To build upon the categorization of pastoral as a literary mode, Alpers distinguishes between mode and genre. He cites several critics who use the term, “mode,” to define an implicit attitude that exists within texts. He makes the distinction, however, that mode is “the literary manifestation, in a given work, not of its attitudes in a loose sense, but of its assumptions about man’s nature and situation… It is clear that pastoral has consciously modal interests. The figure of the shepherd is felt to be representative precisely in figuring every or any man’s strength relative to the world” (50). Alpers contextualizes this by comparing Marvell’s “The Mower to the Glowworms” to Stanley’s “The Glowworm.” Stanley’s poem is not pastoral, and he cites several instances where the speaker asserts his knowledge and authority over nature. Marvell’s poem, on the other hand, is very pastoral in the modal sense. The speaker presents himself on a very humble level to nature.

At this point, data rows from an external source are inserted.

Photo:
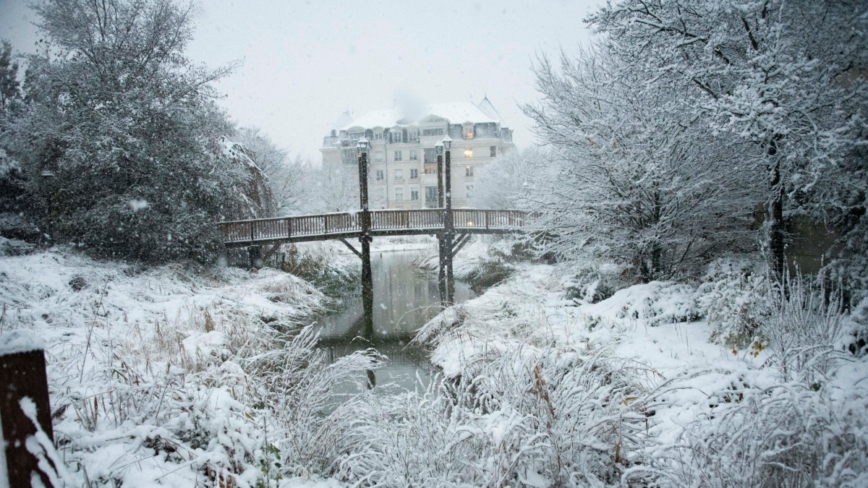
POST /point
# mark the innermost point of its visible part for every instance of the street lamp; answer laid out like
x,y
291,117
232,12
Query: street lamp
x,y
448,221
438,149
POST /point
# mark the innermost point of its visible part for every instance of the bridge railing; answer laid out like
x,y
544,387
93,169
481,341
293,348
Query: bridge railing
x,y
429,218
326,225
467,219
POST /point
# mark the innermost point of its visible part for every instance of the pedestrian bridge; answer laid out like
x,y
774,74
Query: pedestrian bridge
x,y
382,223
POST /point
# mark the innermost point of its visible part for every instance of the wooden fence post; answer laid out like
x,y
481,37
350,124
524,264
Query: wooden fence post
x,y
25,413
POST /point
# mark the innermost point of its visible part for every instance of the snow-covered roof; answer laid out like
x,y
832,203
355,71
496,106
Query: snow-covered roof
x,y
456,113
19,341
344,120
489,110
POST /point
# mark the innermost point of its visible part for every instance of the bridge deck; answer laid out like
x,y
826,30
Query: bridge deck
x,y
383,222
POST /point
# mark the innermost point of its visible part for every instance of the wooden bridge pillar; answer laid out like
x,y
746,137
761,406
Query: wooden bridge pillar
x,y
365,239
449,224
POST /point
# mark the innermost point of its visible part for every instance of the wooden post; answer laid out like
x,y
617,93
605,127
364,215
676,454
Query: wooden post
x,y
365,238
450,230
23,387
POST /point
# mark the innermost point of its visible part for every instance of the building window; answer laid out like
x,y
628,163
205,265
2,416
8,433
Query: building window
x,y
431,197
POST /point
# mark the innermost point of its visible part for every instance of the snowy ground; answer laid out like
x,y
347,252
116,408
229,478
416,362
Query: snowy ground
x,y
669,404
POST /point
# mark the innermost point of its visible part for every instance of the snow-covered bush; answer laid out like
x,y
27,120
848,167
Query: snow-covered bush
x,y
735,298
655,303
523,417
138,170
594,282
805,332
786,435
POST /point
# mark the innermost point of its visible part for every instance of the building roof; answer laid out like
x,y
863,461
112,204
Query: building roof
x,y
489,110
456,113
343,121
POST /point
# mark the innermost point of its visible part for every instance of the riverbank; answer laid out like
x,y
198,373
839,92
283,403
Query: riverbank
x,y
172,374
543,389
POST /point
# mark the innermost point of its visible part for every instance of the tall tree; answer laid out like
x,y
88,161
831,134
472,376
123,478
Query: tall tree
x,y
638,180
127,125
286,177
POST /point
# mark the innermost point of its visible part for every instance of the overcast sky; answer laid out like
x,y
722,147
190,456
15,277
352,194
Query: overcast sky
x,y
305,62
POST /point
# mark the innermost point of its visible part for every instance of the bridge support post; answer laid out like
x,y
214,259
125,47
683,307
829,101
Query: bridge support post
x,y
449,223
365,238
441,268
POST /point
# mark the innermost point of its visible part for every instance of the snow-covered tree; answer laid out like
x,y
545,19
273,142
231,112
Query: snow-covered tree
x,y
785,77
128,127
333,190
9,86
635,179
506,182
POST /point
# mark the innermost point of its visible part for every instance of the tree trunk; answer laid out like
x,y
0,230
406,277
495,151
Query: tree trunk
x,y
776,220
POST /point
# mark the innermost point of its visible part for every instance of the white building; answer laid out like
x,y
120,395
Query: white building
x,y
403,170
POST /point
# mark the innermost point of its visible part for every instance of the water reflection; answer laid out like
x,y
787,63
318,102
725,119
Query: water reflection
x,y
405,298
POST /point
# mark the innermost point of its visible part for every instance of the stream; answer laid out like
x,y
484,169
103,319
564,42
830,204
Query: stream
x,y
405,298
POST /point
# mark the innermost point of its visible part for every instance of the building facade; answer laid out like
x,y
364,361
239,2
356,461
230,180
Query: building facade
x,y
403,158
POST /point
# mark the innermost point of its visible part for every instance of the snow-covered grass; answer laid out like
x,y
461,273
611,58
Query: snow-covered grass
x,y
539,389
175,376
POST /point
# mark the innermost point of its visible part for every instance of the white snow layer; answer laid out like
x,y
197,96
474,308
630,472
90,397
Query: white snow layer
x,y
18,341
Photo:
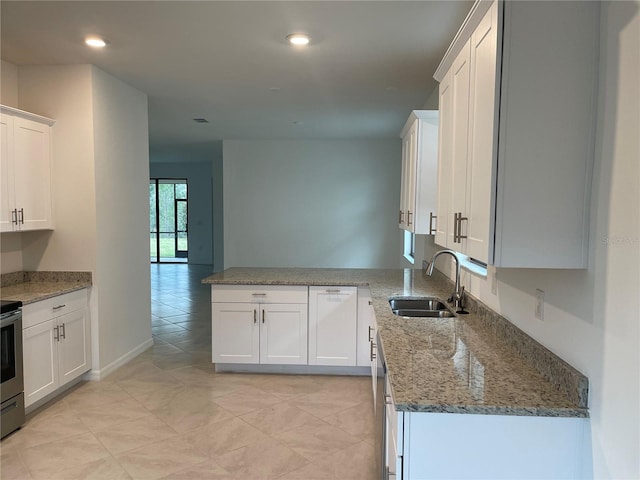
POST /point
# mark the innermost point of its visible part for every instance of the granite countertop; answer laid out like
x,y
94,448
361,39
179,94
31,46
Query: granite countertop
x,y
29,287
477,363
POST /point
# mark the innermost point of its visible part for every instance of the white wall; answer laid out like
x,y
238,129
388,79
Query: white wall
x,y
9,84
200,205
592,316
10,243
121,155
64,94
312,203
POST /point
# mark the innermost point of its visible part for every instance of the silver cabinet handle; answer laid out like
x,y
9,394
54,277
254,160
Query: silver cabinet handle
x,y
457,227
432,229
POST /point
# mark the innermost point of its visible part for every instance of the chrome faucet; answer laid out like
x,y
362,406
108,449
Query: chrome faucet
x,y
457,297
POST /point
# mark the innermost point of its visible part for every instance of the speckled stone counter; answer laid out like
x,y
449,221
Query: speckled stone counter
x,y
29,287
477,363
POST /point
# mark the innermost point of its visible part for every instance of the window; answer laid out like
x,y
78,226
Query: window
x,y
168,220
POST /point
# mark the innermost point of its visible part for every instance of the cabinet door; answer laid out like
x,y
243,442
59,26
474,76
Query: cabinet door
x,y
73,349
365,327
459,144
332,325
482,140
235,333
40,356
283,334
7,192
408,187
32,173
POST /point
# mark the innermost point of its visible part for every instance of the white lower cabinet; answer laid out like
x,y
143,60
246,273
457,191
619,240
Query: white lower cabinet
x,y
333,325
248,328
366,327
292,325
56,344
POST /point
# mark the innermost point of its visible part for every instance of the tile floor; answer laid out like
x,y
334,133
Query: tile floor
x,y
166,414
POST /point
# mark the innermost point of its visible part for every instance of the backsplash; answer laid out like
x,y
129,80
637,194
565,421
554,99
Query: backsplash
x,y
14,278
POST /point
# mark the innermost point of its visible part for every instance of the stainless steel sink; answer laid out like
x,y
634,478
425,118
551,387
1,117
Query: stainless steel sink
x,y
420,307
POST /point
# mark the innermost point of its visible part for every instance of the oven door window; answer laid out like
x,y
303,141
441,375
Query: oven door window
x,y
8,352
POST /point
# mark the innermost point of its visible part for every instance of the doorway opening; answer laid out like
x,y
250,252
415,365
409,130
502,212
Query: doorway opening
x,y
168,214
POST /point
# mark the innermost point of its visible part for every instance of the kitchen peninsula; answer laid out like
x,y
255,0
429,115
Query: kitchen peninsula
x,y
471,384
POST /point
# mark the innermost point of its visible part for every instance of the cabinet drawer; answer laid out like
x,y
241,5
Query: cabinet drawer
x,y
38,312
259,294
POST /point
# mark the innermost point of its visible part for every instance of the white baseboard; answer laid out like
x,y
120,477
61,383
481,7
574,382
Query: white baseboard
x,y
96,375
292,369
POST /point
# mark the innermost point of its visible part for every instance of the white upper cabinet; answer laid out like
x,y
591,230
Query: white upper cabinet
x,y
515,169
419,172
25,169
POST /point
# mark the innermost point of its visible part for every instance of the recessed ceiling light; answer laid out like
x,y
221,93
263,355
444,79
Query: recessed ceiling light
x,y
96,42
298,39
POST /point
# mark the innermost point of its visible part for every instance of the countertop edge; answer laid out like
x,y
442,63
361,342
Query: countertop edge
x,y
30,287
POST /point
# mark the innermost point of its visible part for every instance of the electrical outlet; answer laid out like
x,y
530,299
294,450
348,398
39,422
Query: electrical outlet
x,y
494,282
539,312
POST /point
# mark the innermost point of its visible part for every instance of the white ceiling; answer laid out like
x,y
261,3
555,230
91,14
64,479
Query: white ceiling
x,y
368,65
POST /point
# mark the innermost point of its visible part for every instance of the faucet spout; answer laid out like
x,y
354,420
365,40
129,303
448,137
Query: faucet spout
x,y
457,297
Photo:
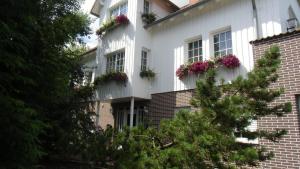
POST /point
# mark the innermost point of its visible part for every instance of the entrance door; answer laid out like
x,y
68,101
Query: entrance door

He describes himself as the nightingale, his interest in the glowworms is sincere- ultimately the mower’s self representation is that of a shepherd, who Alpers has already shown is one of the lower, more simple persons in society. We see this also in comparing Johnson’s “To Penhurst” with Marvell’s “Upon Appleton House.” Johnson’s narrator expresses his knowledge and pseudo-ownership over the estate; and this contrasts Marvell’s speaker, with his various gestures and usages, the very stanzas themselves- with their even pace, their separateness, and mutual equality- all these manifest the strength relative to world that in more conventional pastoral is represented by the simplicity of the shepherd-singer, whose capacity to dwell in his natural home and voice his relation to it is bound up with the fact that he must accommodate to its realities and that he cannot control it” (66).

 

Alpers’ third construct is pastoral convention. He defines convention with regard to more traditional meanings; and these reflect not only the definition of an accepted rule or custom, but the earlier meaning of meeting and congregating. This is central to pastoral because, as Alpers states, “Pastoral poems make explicit the dependence of their conventions on the idea of coming together. Pastoral convening’s are characteristically occasions for songs and colloquies that express and thereby seek to redress separation, absence, or loss” (81). When looking at Shakespeare’s “As You Like It,” then, Alpers discusses “expression as due to and reflecting felt limitations, and… pastoral conventions as preactices that bring ‘shepherds’ together after a separation or loss. What happens in the Forest of Arden is certainly initiated by the courtiers’ loss of the world in which they belong, but the play is so assured and liberating that by its end we may simply take the world of Arden to be the world itself” (134).

 

CHAPTER 6 PASTORAL LYRICS AND THEIR SPEAKERS

 

Paul Alpers views the pastoral as that which puts the complex into the simple. He says the speakers in pastoral works are simple herdsmen dramatized in pastoral encounters. However, authors like Herrick changed the herdsmen to nymphs, maidens, and flowers. Thus, achieving a mode of simplicity but also giving objects voice. This is done by personifying objects like flowers. Moreover, authors that do this in their works are giving importance to the unimportant.

 

In this chapter, Alpers talks about pastoral lyrics and love poems in particular. In regards to lyrics he says “a lyric allows its speaker to slip in and out of pastoral guise and reveal directly the sophistication which prompted him to assume it in the first place 224″. In other words, he claims pastorals lyrics have both pastoral and not pastoral characteristics, perhaps like in the comparisons between urban and rural, but they always give importance to and enhance on the pastoral. Alpers talks about love poems and how they can be turned into pastoral poems simply by changing words like lover to shepherd. And he mentions Shakespeare as one of the authors who did this in his works.

 

Furthermore, Alpers says the pastoral is not only about praise for the rural and the country side. For instance, Sidney dispraises the country life in “The Garden”. Pastoral can also include the urban, the court, and the social like in “L’Allegro”.

 

CHAPTER 7 MODERN PASTORAL LYRICISM

 

In this chapter Alpers introduces what he calls the modern pastoral lyricism and the modern pastoral mode. These are the pastoral works that come from older pastoral works but are renovated a bit. Examples of this are Wordsworth who based some of his works on Virgil’s Eclogues and pastoral elegies that “replicate the generic stability that characterizes older pastorals (287)”. Moreover, Alpers mentions “the dreaming man” in the modern pastoral mode. The “dreaming man” is he who looks at the pastoral as something lost in the past and dreams of a return.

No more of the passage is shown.